To prevent inductance from saturation when starting the source or in case of a short circuit at the output, it is necessary to limit the duty cycle of the control signal. To do this, we output the comparator output signal (CMP1_out) to the CLC (I element), and to the other input - the reference PWM of saw formation (PWM signal, Fig. 10). The pulse width of the PWM will serve as a limiter for the duty ratio of the DRV control signal (limit the signal from the comparator output).

Fig.9 PWM controller SMPS in the voltage control mode with proportional control.

Fig.10. Work diagrams of the PWM controller with voltage control

Current Control (Current Mode)

This method eliminates the drawback of the voltage control mode. In this method, the controller receives a second feedback loop. The internal fast loop serves to control the current of the power switch (inductance) at each cycle of its activation. When a signal is applied to the opening of the power key, the current through the inductance, and hence through the power key, begins to grow linearly. When the threshold is reached, the power switch opens, and the output of the inductance through the diode begins. By time or by detecting zero current in the inductance (in continuous current or critical conductivity mode, CCrM) the cycle repeats.
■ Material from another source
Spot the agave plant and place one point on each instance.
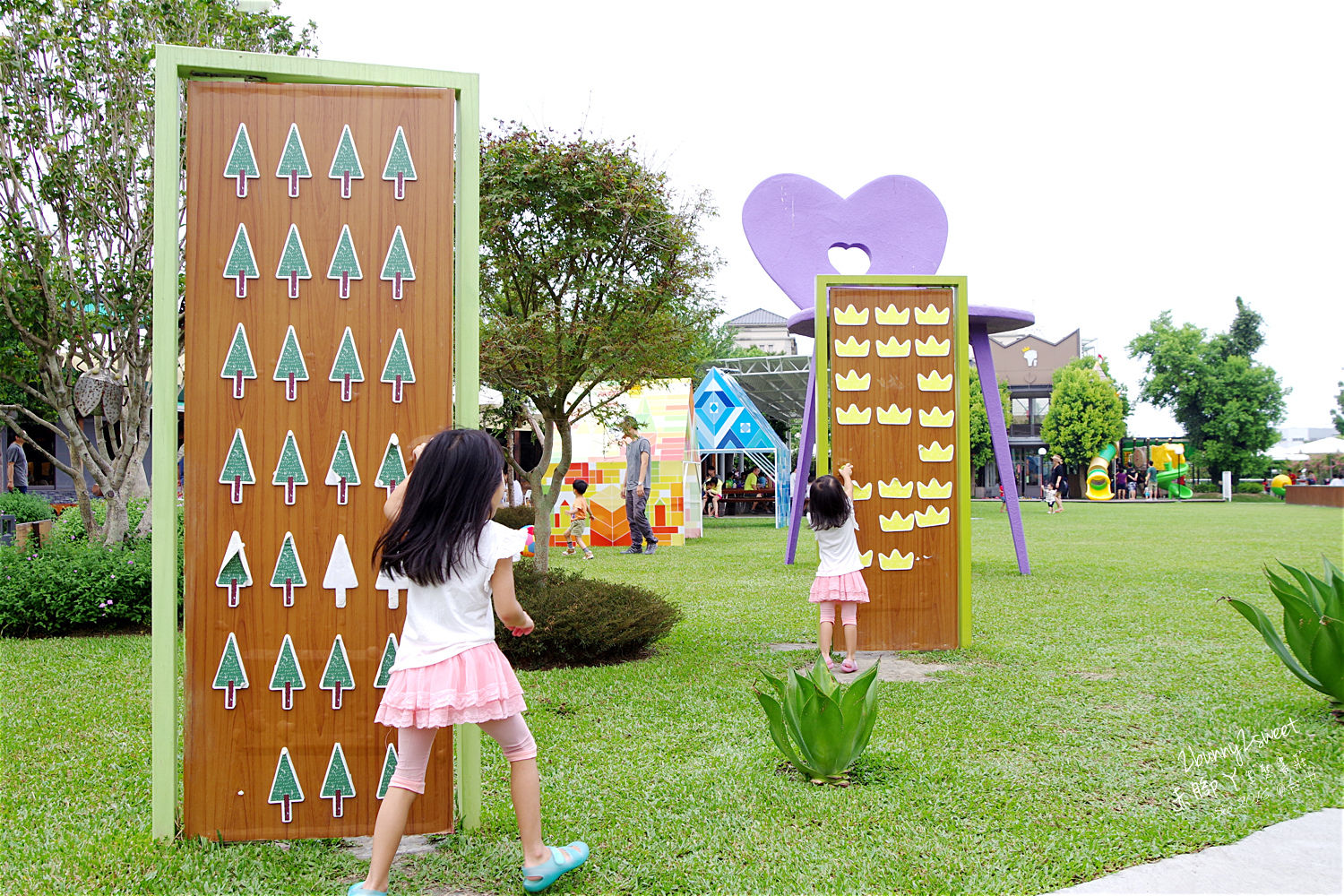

Since the power switch opens when a peak current is reached, the stored energy in the inductance is constant regardless of the input voltage (a change in the input voltage affects the charge rate). The second loop of the regulation loop controls the output voltage.

Current control with hysteresis control: similar to the voltage control method — the PWM control of the power switch is performed on / off depending on the output voltage.

Fig.11a. PWM controller with current control with hysteresis control. Isence - control of the peak current Is through the inductance, Vout - check the output voltage, blocking the control PWM when the output voltage is exceeded. Option with a fixed output voltage and output voltage adjustment.

Fig. 11b. PWM controller and output topology option for step-up converter with peak current control.

Proportional control current control

With this control method, the variable PWM duty cycle depends on the output voltage and the active feedback filter.

Fig. 12. PWM controller with current control with proportional control. Option with fixed and with adjustable output voltage.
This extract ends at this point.